All solutions are to be sent by email to physcs.cup@gmail.com. Please use the subject line “Problem No 1” (“Problem No 2”, etc), exactly as written here; the phrase “Problem No” anywhere within the subject line triggers an automatic reply confirming your submission. You are advised to submit the answer as fast as you can, but not later than the final deadline of the problem (usually around 7 weeks from the publication). Since there is a speed bonus, you can first submit only the answer. In that case, you need to submit a full solution within the next 48 hours (failing to do so invalidates your answer-only submission).

Accepted formats

LaTeX, PDF, MsWord, jpg. You can scan (or take a photo) of your hand-written solution, or write it in LaTeX (recommended) or MsWord. You can produce also a semi-LaTeX text – a simple text file/e-mail using LaTeX syntax for formulae (e.g. m=m_0/\sqrt{1-v^2/c^2}).

Grading

The base score for each problem is 1.0 pts if no hints have been published by the submission time; each published hint reduces the base score by 0.1. If you earn a bonus or a penalty, the base score will be multiplied with appropriate factors. Either a full or zero credit is given; on a weekly basis, on Sundays, the competitors are notified if their solutions are correct, “almost correct”, or incorrect. “Almost correct” stands for solutions with minor mistakes, e.g. a typo leading to an incorrect numeric prefactor. If the solution was not correct, contestants can continue sending new solutions until they manage to fix all mistakes; however, each “almost correct” solution incurs a penalty factor of 0.9, and each incorrect solution — a penalty factor of 0.8. The penalty will be smaller if the contestant detects the mistake by himself/herself, and submits a corrected solution before receiving a notification: 0.95 and 0.9, respectively.

The first 10 correct answers (supplemented later with a complete solution) receive a bonus factor according to the formula k = 1.1^{11−n}, where n is the order number. The best solution will receive a bonus factor of e = 2.718 . . . and will be published as the official solution at the web page. If there are several equally good “best solutions”, this bonus factor can be shared (for instance, in the case of two “best solutions”, each will get a factor of e^{1/2}). If there are other good solutions that (due to certain reasons, e.g. the usage of a significantly different approach) deserve publication, these will be also published and will receive a bonus factor of e^{0.1}\approx1.1 Chances of getting your solution published will be increased if you document your solution well, and write it down nicely (e.g. in LaTeX; a good scan of a clean hand-written work is OK, too).

There is also an additional rule for those who send many incorrect solutions before finding a correct one: if the product of all the factors (penalty and bonus) gives a number which is smaller than e^{−1}, the score e^{−1} is used, instead.

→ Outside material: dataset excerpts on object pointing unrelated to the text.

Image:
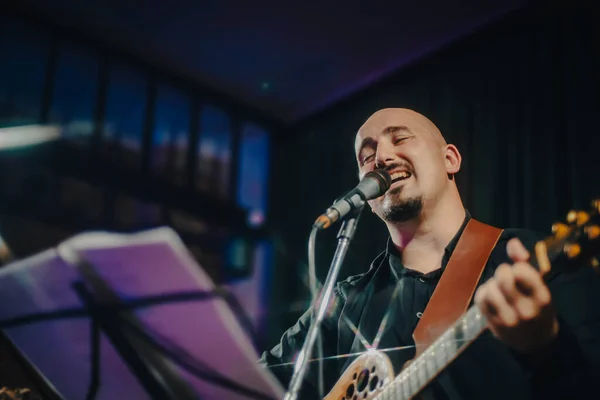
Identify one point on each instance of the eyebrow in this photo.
(370, 142)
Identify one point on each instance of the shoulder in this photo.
(360, 280)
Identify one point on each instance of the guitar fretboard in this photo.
(436, 358)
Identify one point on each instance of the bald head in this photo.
(388, 118)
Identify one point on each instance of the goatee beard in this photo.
(404, 211)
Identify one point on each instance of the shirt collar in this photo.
(396, 259)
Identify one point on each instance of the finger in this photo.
(494, 306)
(505, 278)
(530, 284)
(516, 251)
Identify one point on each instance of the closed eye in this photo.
(367, 159)
(398, 140)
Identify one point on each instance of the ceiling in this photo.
(287, 59)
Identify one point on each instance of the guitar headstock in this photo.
(574, 243)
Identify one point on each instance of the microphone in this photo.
(373, 185)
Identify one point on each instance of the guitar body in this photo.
(364, 379)
(371, 376)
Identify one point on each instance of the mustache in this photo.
(397, 166)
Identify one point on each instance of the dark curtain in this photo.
(520, 100)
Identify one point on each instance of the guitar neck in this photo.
(436, 358)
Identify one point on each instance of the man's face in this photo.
(412, 150)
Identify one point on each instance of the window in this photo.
(75, 92)
(125, 111)
(171, 134)
(24, 53)
(214, 152)
(252, 190)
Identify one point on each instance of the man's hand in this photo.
(518, 304)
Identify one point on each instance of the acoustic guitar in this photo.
(371, 376)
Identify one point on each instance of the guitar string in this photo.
(386, 350)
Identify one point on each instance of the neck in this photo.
(422, 241)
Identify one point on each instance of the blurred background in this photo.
(234, 122)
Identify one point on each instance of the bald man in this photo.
(540, 342)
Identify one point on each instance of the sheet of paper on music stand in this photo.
(145, 264)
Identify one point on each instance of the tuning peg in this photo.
(572, 250)
(579, 217)
(595, 264)
(596, 205)
(560, 230)
(592, 232)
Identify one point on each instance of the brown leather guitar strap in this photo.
(456, 287)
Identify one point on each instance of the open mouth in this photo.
(400, 176)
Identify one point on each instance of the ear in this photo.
(453, 159)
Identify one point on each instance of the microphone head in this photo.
(375, 184)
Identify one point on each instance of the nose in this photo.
(384, 155)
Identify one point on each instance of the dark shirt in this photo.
(488, 369)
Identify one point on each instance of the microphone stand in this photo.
(344, 237)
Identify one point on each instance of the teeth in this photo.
(400, 175)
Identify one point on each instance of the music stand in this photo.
(100, 272)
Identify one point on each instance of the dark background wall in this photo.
(520, 99)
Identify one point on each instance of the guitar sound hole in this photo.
(362, 381)
(350, 391)
(373, 383)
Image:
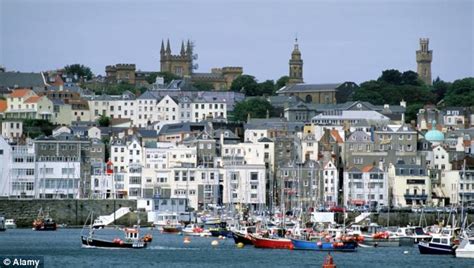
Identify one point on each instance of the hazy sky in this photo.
(339, 40)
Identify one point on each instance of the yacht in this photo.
(466, 248)
(438, 245)
(10, 224)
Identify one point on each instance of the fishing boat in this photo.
(132, 239)
(345, 246)
(10, 224)
(195, 230)
(242, 235)
(466, 248)
(438, 245)
(274, 243)
(2, 224)
(44, 222)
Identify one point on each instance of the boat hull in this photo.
(323, 246)
(240, 238)
(430, 248)
(278, 243)
(98, 243)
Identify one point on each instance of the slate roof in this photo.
(309, 88)
(17, 79)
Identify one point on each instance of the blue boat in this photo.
(349, 246)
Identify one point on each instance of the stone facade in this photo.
(424, 56)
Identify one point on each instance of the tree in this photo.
(245, 83)
(391, 76)
(203, 86)
(440, 88)
(266, 88)
(281, 82)
(256, 107)
(81, 71)
(460, 93)
(104, 121)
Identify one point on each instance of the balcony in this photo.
(415, 196)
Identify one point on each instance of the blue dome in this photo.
(433, 134)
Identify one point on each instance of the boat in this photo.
(195, 230)
(2, 224)
(242, 235)
(466, 248)
(44, 222)
(438, 245)
(98, 224)
(274, 243)
(10, 224)
(345, 246)
(132, 239)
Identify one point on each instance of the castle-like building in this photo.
(424, 56)
(182, 65)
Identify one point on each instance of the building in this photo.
(424, 56)
(182, 66)
(410, 185)
(366, 186)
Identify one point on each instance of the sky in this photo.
(339, 40)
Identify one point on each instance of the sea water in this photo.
(62, 248)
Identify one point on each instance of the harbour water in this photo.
(62, 248)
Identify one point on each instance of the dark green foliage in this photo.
(460, 93)
(257, 107)
(104, 121)
(203, 86)
(392, 87)
(245, 84)
(281, 82)
(36, 127)
(80, 70)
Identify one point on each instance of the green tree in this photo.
(266, 88)
(460, 93)
(81, 71)
(391, 76)
(281, 82)
(203, 86)
(440, 88)
(246, 84)
(104, 121)
(256, 107)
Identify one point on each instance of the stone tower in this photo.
(180, 65)
(296, 66)
(424, 56)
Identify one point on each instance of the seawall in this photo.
(71, 212)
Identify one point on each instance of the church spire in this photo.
(182, 48)
(168, 49)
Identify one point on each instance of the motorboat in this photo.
(10, 224)
(195, 230)
(438, 245)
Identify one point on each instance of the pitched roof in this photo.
(33, 99)
(19, 93)
(17, 79)
(3, 105)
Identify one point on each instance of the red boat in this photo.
(275, 243)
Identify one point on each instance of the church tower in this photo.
(296, 66)
(424, 56)
(180, 64)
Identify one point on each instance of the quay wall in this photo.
(72, 212)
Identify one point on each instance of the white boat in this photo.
(10, 224)
(195, 230)
(466, 248)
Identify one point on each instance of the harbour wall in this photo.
(72, 212)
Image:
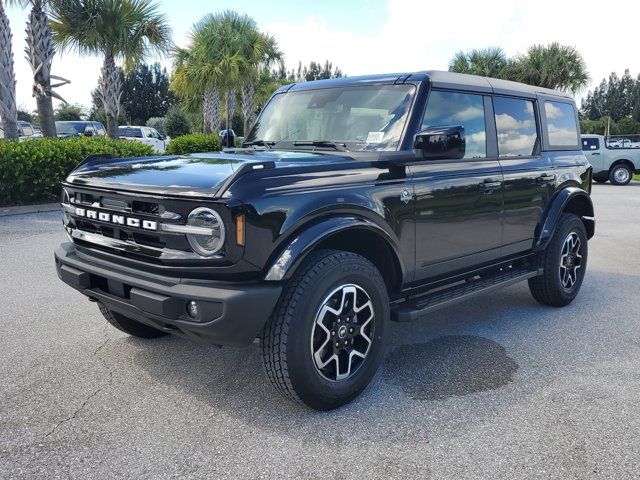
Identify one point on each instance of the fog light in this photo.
(192, 309)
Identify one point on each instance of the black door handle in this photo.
(489, 185)
(545, 178)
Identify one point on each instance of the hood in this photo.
(201, 174)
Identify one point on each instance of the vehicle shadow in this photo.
(455, 352)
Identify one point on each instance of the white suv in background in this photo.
(147, 135)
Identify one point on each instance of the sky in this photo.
(384, 36)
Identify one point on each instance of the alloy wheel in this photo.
(342, 332)
(621, 175)
(570, 260)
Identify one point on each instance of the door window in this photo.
(516, 127)
(562, 128)
(589, 144)
(465, 109)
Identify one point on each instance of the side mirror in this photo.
(440, 143)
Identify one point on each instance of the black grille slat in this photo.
(129, 206)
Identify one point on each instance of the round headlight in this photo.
(209, 243)
(66, 217)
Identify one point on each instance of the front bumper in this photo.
(228, 313)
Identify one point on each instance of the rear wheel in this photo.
(325, 340)
(601, 178)
(620, 174)
(564, 261)
(128, 325)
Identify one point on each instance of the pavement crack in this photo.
(77, 411)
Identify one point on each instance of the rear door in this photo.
(458, 203)
(529, 176)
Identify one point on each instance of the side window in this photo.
(465, 109)
(562, 128)
(590, 144)
(516, 127)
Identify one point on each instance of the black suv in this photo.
(353, 202)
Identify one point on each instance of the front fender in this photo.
(298, 248)
(572, 198)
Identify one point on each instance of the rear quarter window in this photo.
(562, 128)
(590, 144)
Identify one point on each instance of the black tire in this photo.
(620, 174)
(287, 339)
(549, 288)
(127, 325)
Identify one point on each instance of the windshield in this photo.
(368, 117)
(69, 128)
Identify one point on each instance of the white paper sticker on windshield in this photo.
(375, 137)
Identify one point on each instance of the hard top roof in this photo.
(439, 79)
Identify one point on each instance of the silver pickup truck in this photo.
(611, 159)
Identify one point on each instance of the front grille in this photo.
(125, 240)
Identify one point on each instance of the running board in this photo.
(416, 308)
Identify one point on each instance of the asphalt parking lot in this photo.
(501, 387)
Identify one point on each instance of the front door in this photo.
(458, 203)
(593, 150)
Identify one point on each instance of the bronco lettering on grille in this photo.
(116, 219)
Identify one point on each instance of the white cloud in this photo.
(552, 111)
(506, 122)
(416, 35)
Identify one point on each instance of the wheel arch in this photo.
(568, 200)
(352, 234)
(625, 161)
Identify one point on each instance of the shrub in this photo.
(193, 143)
(176, 123)
(158, 123)
(33, 170)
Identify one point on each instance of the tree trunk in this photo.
(40, 51)
(247, 107)
(207, 105)
(211, 111)
(45, 115)
(110, 87)
(230, 101)
(8, 110)
(216, 121)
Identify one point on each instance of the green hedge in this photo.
(193, 143)
(33, 170)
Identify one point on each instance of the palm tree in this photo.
(224, 53)
(490, 62)
(8, 109)
(40, 51)
(554, 66)
(126, 30)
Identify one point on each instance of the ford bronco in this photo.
(353, 202)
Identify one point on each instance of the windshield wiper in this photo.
(262, 143)
(341, 147)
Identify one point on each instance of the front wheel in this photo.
(620, 174)
(325, 340)
(564, 262)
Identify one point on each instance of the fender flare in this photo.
(305, 241)
(556, 207)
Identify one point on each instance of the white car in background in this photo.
(147, 135)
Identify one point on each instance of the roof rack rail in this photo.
(97, 159)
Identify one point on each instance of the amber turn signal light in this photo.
(240, 230)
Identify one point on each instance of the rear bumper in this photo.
(228, 313)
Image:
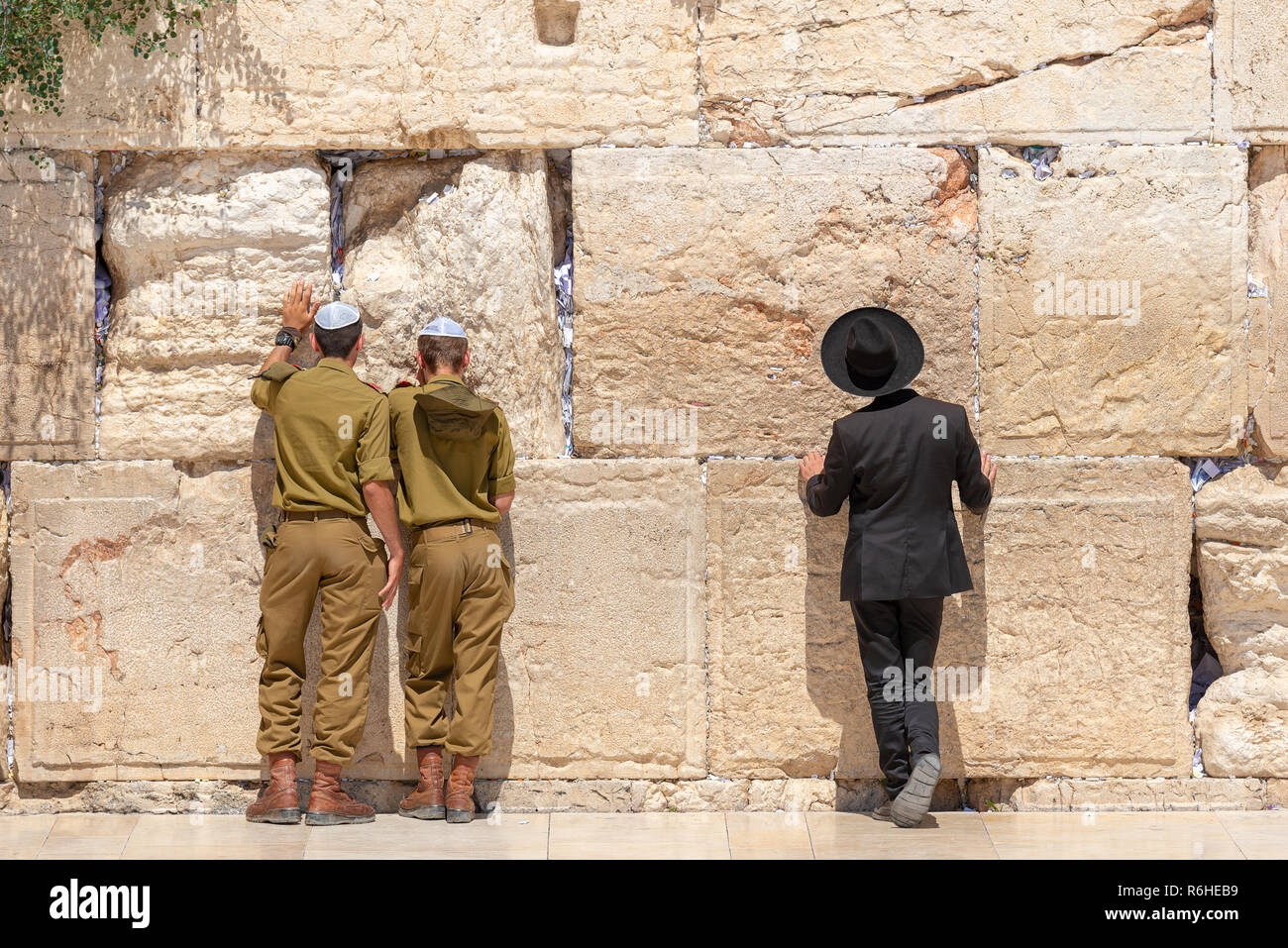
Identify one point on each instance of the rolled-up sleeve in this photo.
(373, 453)
(263, 394)
(500, 473)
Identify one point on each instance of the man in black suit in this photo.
(896, 462)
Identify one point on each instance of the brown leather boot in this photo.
(460, 790)
(278, 801)
(426, 800)
(329, 804)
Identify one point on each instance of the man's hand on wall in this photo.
(811, 464)
(299, 308)
(990, 467)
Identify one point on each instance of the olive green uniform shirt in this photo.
(449, 478)
(331, 433)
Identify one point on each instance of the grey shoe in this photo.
(913, 801)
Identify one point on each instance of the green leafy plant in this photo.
(31, 34)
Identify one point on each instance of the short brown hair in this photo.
(443, 352)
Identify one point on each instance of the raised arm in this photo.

Publication of results, awards and diplomas

The names and results of the students with the best scores are published on the web page; the list is updated weekly, on Sundays. Diplomas will be sent by e-mail. Everyone who has solved correctly at least one problem will get a certificate of a successful participation. Platinum, gold and silver awards (thermos flasks with Physics Cup logo) will be distributed either through EuPhO/IPhO participants and team leaders, or if that deems to be impossible, by mail. Bronze awards (T-shirts with Physics Cup logo) will be distributed either through EuPhO/IPhO participants and team leaders; if that does not work out, you can get your T-shirt whenever you (or friend of yours) happen to visit TalTech.

What you need to derive and what you donʼt need to derive in your solutions: you can use the basic formulae related to the topics of IPhO Syllabus without proof, but everything which goes beyond that needs to be derived.